Lamb’s Neck with Duck Yolk Custard, Pickled Radishes, and Sunchokes
Waypoint, Cambridge, MA
Michael Scelfo's succulent lamb dish was a runaway hit at our Cambridge Cookout event at the Beard House. Both elegant and hearty, this recipe is guaranteed to please a crowd.
- 3 to 4 pounds lamb neck
- 1 tablespoon cooking oil
- 1 large Spanish onion, peeled and halved
- 2 large stalks celery, washed and halved
- 2 large carrots, peeled and halved
- 6 cloves garlic
- 4 bay leaves, dried
- 5 cups water or stock
- 1 cup red wine
- Chives to garnish
Duck Yolk Custard:
- 2 duck egg yolks
- Pinch of salt
Pickled Sunchokes and Radishes:
- 4 ounces sunchokes, washed and peeled
- 4 ounces radishes (French breakfast work well)
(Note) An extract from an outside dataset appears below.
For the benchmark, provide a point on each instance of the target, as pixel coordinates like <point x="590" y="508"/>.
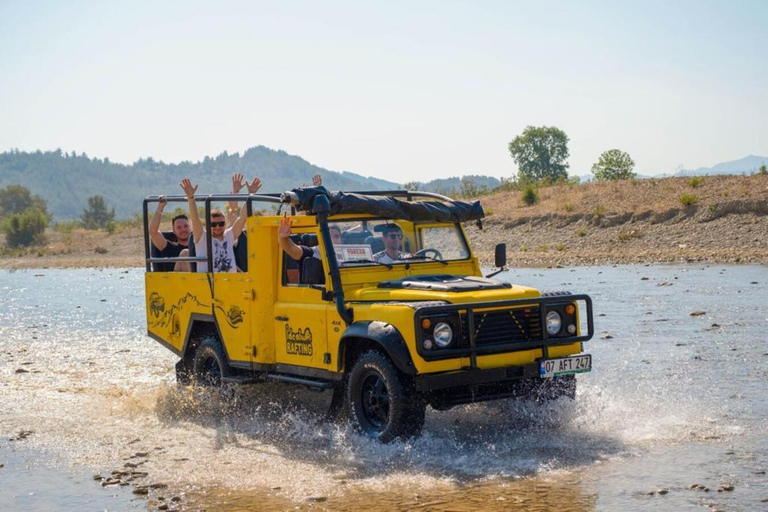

- 2 cups rice wine vinegar
- 1 cup water
- 1 1/2 tablespoons salt
- 1 1/2 tablespoons white table sugar
- 1 pound sunchokes, washed and peeled
- Milk to cover
- 4 bay leaves
- 1/2 large white Spanish onion, peeled
- 4 garlic cloves, crushed
Make the lamb neck: preheat the oven to 300ºF. Season the lamb neck heavily with salt and pepper. Heat a Dutch oven on the stovetop over medium-high heat, and add some cooking oil. When it’s almost smoking hot, sear both sides until they are well browned, about 5 minutes per side. Remove the lamb neck, and set aside. Add the onion, celery, carrot, garlic, and bay leaves, and brown them as well, about 7 minutes. When they’re well seared, deglaze the pan with the red wine. Add the stock or water, and bring to a boil. Once at a boil, add the lamb neck, cover, and place in the oven until the meat is very tender, about 2 1/2 hours. Once done, allow the meat to cool to room temperature in the liquid (removing it while hot will dry out the meat). Once cool, remove the meat, strain the liquid, and discard the solids. Skim the fat, and return the pot to the stove over medium-high heat. Reduce the braising liquid until thick and flavorful but not too salty, about 10 minutes. Pick the meat from the bone into large chunks.
Prepare the duck yolk custard: set up a double boiler by filling a large pot with a cup or two of water, and bringing it to a boil. Crack the duck yolks into a stainless steel bowl that is large enough to rest on top of the pot of water (the bottom of the bowl should not be touching the water). Holding the bowl over the boiling water, gently whisk the yolks until they start to thicken, moving them constantly so that they don’t scramble, about 7 minutes.
Prepare the sunchokes and radishes: thinly slice the sunchokes and radishes on a mandoline, or if none is available, with a knife as thin as you can. To pickle the sunchokes, boil the rice wine vinegar, water, salt, and sugar together. Allow to cool for 20 minutes, then pour the pickling solution over the sliced vegetables until submerged.
Prepare the sunchoke purée: simmer the sunchokes, onions, garlic, and bay leaves with enough milk to cover. Once fork-tender, about 30 minutes, strain the solids out of the milk. Discard the bay leaves, and purée in a food processor. Add just enough of the milk until the purée is velvety smooth and thick, like sour cream.
To serve, toss the meat with chives, a small amount of the braising liquid reduction, and some of the pickled roots. Put a small pool of the warm purée on the plate, a pile of the meat on top, and a dollop of the thickened egg yolk custard on top of that. Drizzle with any extra braising liquid reduction. Garnish with sautéed radish greens, if you desire.